El regreso de Alejandro: Cuando el dinero no compra la dignidad
—¿Pero qué demonios haces tú aquí, mamá? —La voz de Alejandro retumbó en el recibidor del piso señorial de Chamberí, tan fuerte que hasta los cuadros parecieron temblar.
Su madre adoptiva, Carmen, se giró sobresaltada, con las manos aún húmedas y el rostro encendido de vergüenza.

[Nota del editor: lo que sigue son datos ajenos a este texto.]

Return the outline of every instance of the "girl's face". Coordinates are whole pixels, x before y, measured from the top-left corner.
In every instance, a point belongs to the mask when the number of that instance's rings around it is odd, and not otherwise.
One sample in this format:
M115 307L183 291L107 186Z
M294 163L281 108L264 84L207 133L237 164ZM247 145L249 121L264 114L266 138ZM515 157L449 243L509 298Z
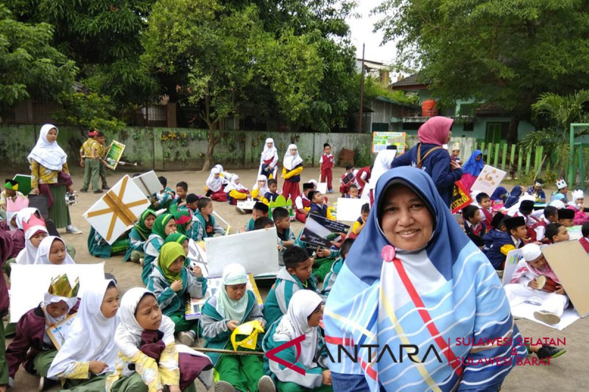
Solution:
M246 283L243 284L227 284L225 286L227 296L234 301L239 301L246 293Z
M155 222L155 217L153 215L150 214L145 218L145 220L143 221L143 224L145 225L145 227L151 230L151 227L153 227L154 222Z
M434 219L423 202L409 188L389 188L382 211L380 227L394 246L418 250L428 244L434 232Z
M112 319L118 310L118 289L111 286L107 289L100 306L100 311L107 319Z
M49 250L49 261L52 264L61 264L65 260L67 252L64 242L56 238L51 243L51 247Z
M166 233L166 235L169 236L172 233L176 232L176 221L174 219L170 219L168 221L168 223L166 224L166 227L164 227L164 232Z
M157 331L161 324L161 309L153 294L143 296L135 310L135 319L143 329Z
M181 256L174 260L173 263L170 264L170 267L168 269L170 270L170 272L174 275L178 274L180 273L180 272L182 270L182 267L184 267L184 262L185 260L186 260L186 257L183 256Z
M55 128L51 128L49 132L47 133L47 141L49 143L53 143L57 139L57 129Z
M39 244L47 236L47 233L44 232L39 232L31 237L31 243L36 248L39 247Z
M70 311L70 307L65 301L59 301L49 304L45 307L45 310L54 319L59 319Z

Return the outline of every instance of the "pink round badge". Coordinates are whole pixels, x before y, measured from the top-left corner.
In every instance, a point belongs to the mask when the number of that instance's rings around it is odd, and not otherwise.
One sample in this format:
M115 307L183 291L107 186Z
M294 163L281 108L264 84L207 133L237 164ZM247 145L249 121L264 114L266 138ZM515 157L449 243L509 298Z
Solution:
M395 256L396 256L396 253L395 252L395 248L391 245L386 245L382 250L380 252L380 256L382 256L382 259L388 263L395 260Z

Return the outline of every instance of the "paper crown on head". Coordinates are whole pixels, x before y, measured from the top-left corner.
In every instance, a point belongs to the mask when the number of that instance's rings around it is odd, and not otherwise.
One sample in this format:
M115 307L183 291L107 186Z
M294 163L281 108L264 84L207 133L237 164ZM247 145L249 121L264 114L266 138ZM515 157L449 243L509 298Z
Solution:
M583 193L583 189L575 189L571 192L571 196L573 196L573 201L574 202L577 199L584 199L585 195Z
M80 290L80 280L75 279L74 282L74 287L70 284L70 280L65 274L59 275L51 280L51 284L49 286L49 290L47 292L49 294L58 297L65 297L65 298L73 298L78 296L78 292Z
M4 180L4 187L11 190L18 190L18 182L6 179Z

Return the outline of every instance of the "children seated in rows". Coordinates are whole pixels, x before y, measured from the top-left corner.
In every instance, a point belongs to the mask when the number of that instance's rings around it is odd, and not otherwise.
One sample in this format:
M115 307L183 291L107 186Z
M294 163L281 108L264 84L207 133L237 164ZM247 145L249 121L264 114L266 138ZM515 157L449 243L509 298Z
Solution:
M141 213L137 223L129 232L129 244L123 261L139 263L145 257L143 246L151 234L155 219L155 212L153 210L147 209Z
M188 270L186 262L186 253L181 244L164 244L149 276L147 289L155 296L162 312L174 321L180 341L190 347L194 343L198 322L186 320L186 301L204 296L207 279L198 267Z
M194 380L213 364L205 355L179 352L174 322L162 314L154 294L131 289L121 300L120 323L114 336L118 350L114 373L106 391L196 392ZM210 387L211 386L207 386Z
M216 234L224 234L225 230L217 223L213 216L213 201L209 197L201 197L196 205L198 210L193 216L192 225L186 236L198 242Z
M14 376L22 364L27 371L41 377L40 390L48 386L47 371L57 349L46 330L78 311L79 288L77 282L71 287L65 274L57 276L51 280L43 301L21 317L14 339L6 350L9 385L13 386Z
M323 313L322 299L312 292L301 290L295 293L292 299L287 313L268 329L263 346L264 351L267 352L304 336L300 346L291 346L275 355L303 369L305 374L264 357L266 374L276 380L279 391L332 391L331 372L327 369L326 354L324 351L323 355L319 355L324 344L319 329Z
M262 327L270 324L266 323L260 310L256 296L246 287L247 275L243 267L238 264L226 266L222 279L220 289L207 300L203 308L200 324L205 347L232 350L230 338L239 326L254 320ZM260 343L258 343L259 346ZM264 376L261 357L214 352L207 354L221 380L216 386L218 390L227 392L275 390L272 379Z
M307 251L292 246L283 254L284 266L276 276L264 304L264 319L268 325L286 313L293 294L299 290L310 290L319 293L312 276L313 260Z
M47 371L47 377L61 380L62 390L105 390L107 373L114 370L117 360L113 337L118 300L112 280L102 280L84 289L67 339Z

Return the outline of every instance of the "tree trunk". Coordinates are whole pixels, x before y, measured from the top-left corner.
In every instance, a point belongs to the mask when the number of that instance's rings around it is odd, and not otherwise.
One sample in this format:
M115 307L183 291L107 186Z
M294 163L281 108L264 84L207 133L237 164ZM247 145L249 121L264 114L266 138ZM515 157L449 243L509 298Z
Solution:
M509 129L507 131L507 143L516 144L517 140L517 128L519 125L519 116L516 114L511 115L509 121Z

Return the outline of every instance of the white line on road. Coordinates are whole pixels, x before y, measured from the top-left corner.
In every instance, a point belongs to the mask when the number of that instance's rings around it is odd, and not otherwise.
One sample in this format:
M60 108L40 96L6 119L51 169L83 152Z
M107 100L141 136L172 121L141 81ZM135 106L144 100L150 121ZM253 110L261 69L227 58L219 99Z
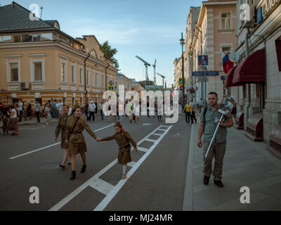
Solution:
M111 124L110 125L103 127L102 128L100 128L100 129L95 129L94 131L95 132L99 131L100 131L102 129L106 129L107 127L110 127L112 126L113 124ZM35 152L38 152L39 150L44 150L44 149L46 149L46 148L50 148L50 147L53 147L53 146L55 146L59 145L59 144L60 144L60 141L58 142L58 143L55 143L51 144L51 145L48 146L45 146L45 147L42 147L42 148L38 148L38 149L35 149L35 150L31 150L31 151L27 152L26 153L23 153L23 154L21 154L21 155L16 155L16 156L11 157L11 158L9 158L9 160L13 160L13 159L15 159L17 158L19 158L19 157L21 157L21 156L24 156L24 155L29 155L29 154L31 154L31 153L35 153Z
M133 172L136 170L136 169L138 168L141 162L144 161L144 160L150 154L150 153L152 151L152 150L156 147L156 146L158 144L158 143L162 139L162 138L166 135L166 134L169 131L169 130L171 129L172 126L170 126L169 129L166 130L164 133L163 133L162 136L159 138L157 140L157 142L155 142L153 145L149 148L146 149L144 148L141 147L138 147L138 148L143 148L143 150L145 149L146 153L143 155L143 157L137 162L136 164L133 165L133 167L130 169L127 174L127 179L122 179L121 180L118 184L115 186L115 188L108 193L108 195L110 195L110 196L112 196L112 198L110 197L105 197L103 200L98 205L98 207L94 210L103 210L104 207L107 205L107 204L111 201L111 200L113 198L113 197L116 195L116 193L119 191L119 190L123 186L123 185L126 183L126 181L128 180L128 179L133 174ZM143 141L147 139L147 137L150 136L152 135L154 132L155 132L157 129L159 129L160 127L157 127L153 131L152 131L150 134L145 136L143 139L141 139L140 141L138 142L137 146L140 144ZM131 148L131 150L133 149L133 148ZM77 196L79 193L81 193L83 190L84 190L87 186L91 186L91 184L96 182L96 180L98 179L99 176L103 175L104 173L105 173L108 169L110 169L112 167L113 167L116 163L117 162L117 159L115 159L113 160L112 162L110 162L108 165L107 165L105 168L101 169L100 172L98 172L96 175L92 176L90 179L89 179L87 181L86 181L84 184L83 184L81 186L80 186L78 188L74 190L73 192L72 192L70 194L69 194L67 196L66 196L65 198L63 198L60 202L58 202L55 205L52 207L49 211L58 211L60 208L62 208L64 205L65 205L67 203L68 203L71 200L72 200L75 196ZM93 187L91 186L91 187Z

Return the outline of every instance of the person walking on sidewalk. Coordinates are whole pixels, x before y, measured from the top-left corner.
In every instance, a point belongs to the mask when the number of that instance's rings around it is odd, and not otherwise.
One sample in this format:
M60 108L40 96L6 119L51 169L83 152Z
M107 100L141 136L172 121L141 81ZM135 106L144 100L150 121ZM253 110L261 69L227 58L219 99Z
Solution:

El olor a lejía flotaba en el aire, mezclado con el perfume caro que solía impregnar la casa desde que Lucía, la prometida de Alejandro, se instaló allí. Lucía apareció en el umbral del salón, copa de vino en mano y una sonrisa helada.
—Alejandro, cariño, ¿qué haces aquí tan temprano? —preguntó Lucía, fingiendo sorpresa.
Él no le respondió. Solo tenía ojos para Carmen, que intentaba levantarse torpemente del suelo. Alejandro corrió a ayudarla, pero ella apartó la mirada, tragándose las lágrimas.
—¿Por qué estás limpiando? ¿Dónde está la asistenta? —insistió Alejandro, la voz quebrada por la rabia.
Carmen titubeó. —No pasa nada, hijo. Solo quería ayudar un poco…
—¡No me mientas! —gritó Alejandro. El eco de su voz rebotó en las paredes altas del piso madrileño.
Lucía intervino, encogiéndose de hombros. —La asistenta pidió el día libre y tu madre se ofreció. No veo el drama. Además, así se siente útil.
Alejandro apretó los puños. Recordó los años de infancia en un pequeño pueblo de Castilla-La Mancha, cuando Carmen lo recogió del orfanato y lo crió como si fuera su propio hijo. Ella le enseñó a no agachar nunca la cabeza ante nadie y a valorar la dignidad por encima de todo. Ahora la veía humillada en su propia casa, convertida en sirvienta por culpa de una mujer que solo amaba su dinero.
—Mamá, ven conmigo —ordenó Alejandro con voz firme.
Carmen dudó. —No quiero causar problemas…
—¡Tú nunca has sido un problema! —replicó él, mirándola con ternura y rabia al mismo tiempo.
Lucía soltó una carcajada seca. —¿Vas a montar un numerito por esto? Si tanto te molesta, que se vaya ella.
Alejandro se giró hacia Lucía y la miró como si la viera por primera vez. —La que se va eres tú. Y ahora mismo.
El silencio cayó como una losa. Lucía dejó la copa sobre la mesa con un golpe seco y recogió sus cosas entre murmullos de indignación. Carmen intentó protestar, pero Alejandro la abrazó con fuerza.
—Perdóname por no haber visto antes quién era de verdad —susurró él.
Esa noche, madre e hijo cenaron juntos tortilla de patatas y gazpacho, como cuando él era niño y apenas tenían para llegar a fin de mes. Alejandro entendió que el dinero podía comprar casas lujosas y coches deportivos, pero jamás podría devolverle a su madre la dignidad perdida ni curar las heridas del alma.
Al mirar a Carmen reírse con una anécdota de su pueblo, Alejandro sintió una punzada en el pecho: ¿De qué sirve todo lo que he conseguido si olvido quién soy y de dónde vengo? ¿Cuántos más habrán perdido lo esencial por perseguir lo superficial?